Power Integrations used the Munich Electronica trade fair as a stage to announce its LYTSwitch LED driver IC family. Targeting solid-state lighting (SSL) retrofit lamps, the driver IC utilizes a single-stage architecture yet delivers power-factor correction and constant-current output with support for Triac or phase-cut dimmers.
In many cases, driver IC companies have adopted two strategies to target the retrofit lamp market – using single-stage designs for low-end lamps, and dual-stage designs for high-end lamps that require power factor correction and dimming. Power Integrations vice president of marketing Doug Bailey said, "We believe we can address the high end with one stage. That's what LYTSwitch is designed for."
|Power Integrations LYTSwitch driver IC|
Bailey acknowledged that two-stage designs can remove ripple from the output, but claims that a single stage can be superior in most other ways. He said a single stage eliminates the need for an electrolytic capacitor between stages, is more efficient, and results in a smaller design. Moreover, Bailey said you could still filter the output ripple to the required level with a capacitor on the output.
The company says that the IC can support a power factor greater than 0.95 while delivering total harmonic distortion below 10%. Primary-side regulation delivers constant-current output accurate within +/- 5%.
Retrofit lamp target
The design can be used in a number of retrofit lamp applications. For example, Power Integrations and Cree have developed a reference design for a PAR38 directional retrofit lamp. Apparently that design uses Cree's new CXA multi-emitter LEDs, announced a few weeks ago. The reference design is surprisingly light – lighter than a legacy lamp – indicating that the efficient design needed little in the way of heat sinking.
There are elements in the design that target other applications, such as LED-based tubes designed for linear T8 fluorescent retrofit applications. Bailey said that the design team ultimately chose a higher switching frequency of 132 kHz based on T8 demands. The higher frequency means a design can use smaller magnetic components, allowing the driver electronics to fit in the constrained space inside a tube behind an LED light engine.

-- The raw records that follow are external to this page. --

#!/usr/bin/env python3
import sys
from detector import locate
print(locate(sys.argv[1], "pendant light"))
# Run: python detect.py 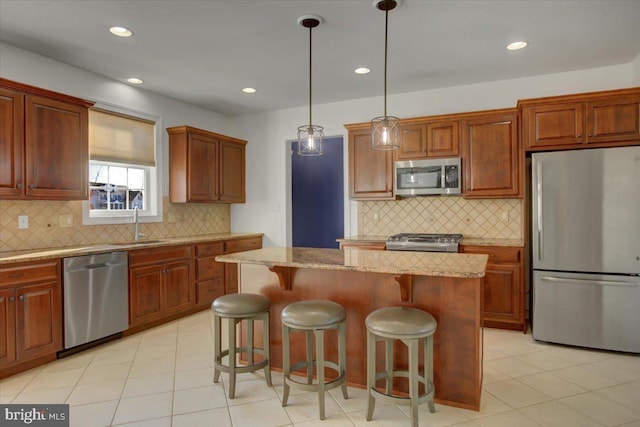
[371,0,400,151]
[298,15,324,156]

Like virtually every IC vendor announcing a driver IC these days, Power Integrations claims that its new product works with a broad array of dimmers with smooth transitions and no ill-mannered behavior such as popping on belatedly as a dimmer control is raised. Unfortunately, the SSL industry has no way to rate or compare driver IC dimmer performance.
The LYTSwitch is packaged as a through-hole single inline package (SIP) with prices ranging from $0.70 to $1.60 in high volumes. Bailey said that through-hole printed-circuit-board designs are broadly required in retrofit lamps where other components such as magnetics and capacitors aren't available in surface-mount packages. The IC (pictured nearby) can be mounted vertically or horizontally to the circuit board.